A taskforce created to develop a ‘gold standard’ for UK companies' climate transition plans has asked the industry for feedback on the framework.
The UK Transition Plan Taskforce this week (May 11) launched a call for evidence on the key principles of a credible transition plan.
It has asked UK companies to contribute feedback on its ‘sector-neutral’ framework, including its proposed three principles to guide firms when preparing their transition plans.
These are aligning with an economy-wide net zero transition, focusing on concrete actions which emphasise the near-term and are backed up by clear governance, and enabling periodic reporting and transparent verification.
Economic secretary to the Treasury and co-chairman of the taskforce, John Glen, said the call for evidence was the first of many opportunities for stakeholders to have a say.
“By creating the gold standard for transition plan disclosures, we are helping investors to mobilise the capital needed to accelerate the net-zero transition and holding companies to account for their emission reduction pledges.”

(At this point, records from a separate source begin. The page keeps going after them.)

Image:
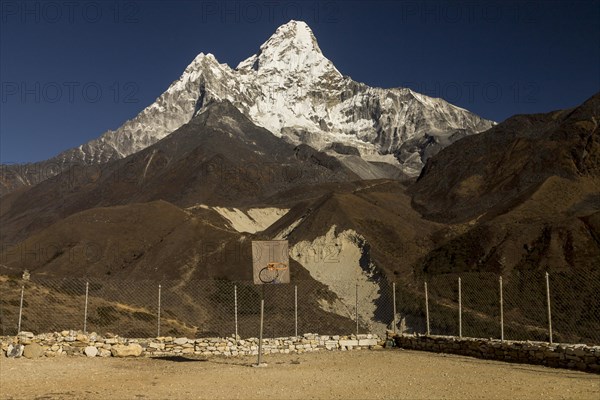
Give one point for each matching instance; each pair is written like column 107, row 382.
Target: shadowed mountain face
column 487, row 174
column 522, row 196
column 290, row 88
column 528, row 190
column 219, row 158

Chief executive officer of Legal and General Investment Management, Michelle Scrimgeour, said there was a need for common standards and policies to support how businesses framed their action plans.
“It is only by working together that we can bring about the significant shift that is needed in the face of climate change.”
The taskforce was launched in April this year, and has a two-year mandate from the government to establish good practices for financial firms and company transition plans.
The framework for credible climate transition plans will inform future UK regulations for transition plan disclosures, and certain financial sector firms and listed companies will be required to publish a climate transition plan from 2023.
The consultation closes on July 13, after which the taskforce will develop and publish the framework.
Since January 1 this year, a number of UK companies are required to disclose climate-related information as part of the TCFD.
This includes regulated asset managers, who now have to disclose the climate-related attributes of their products.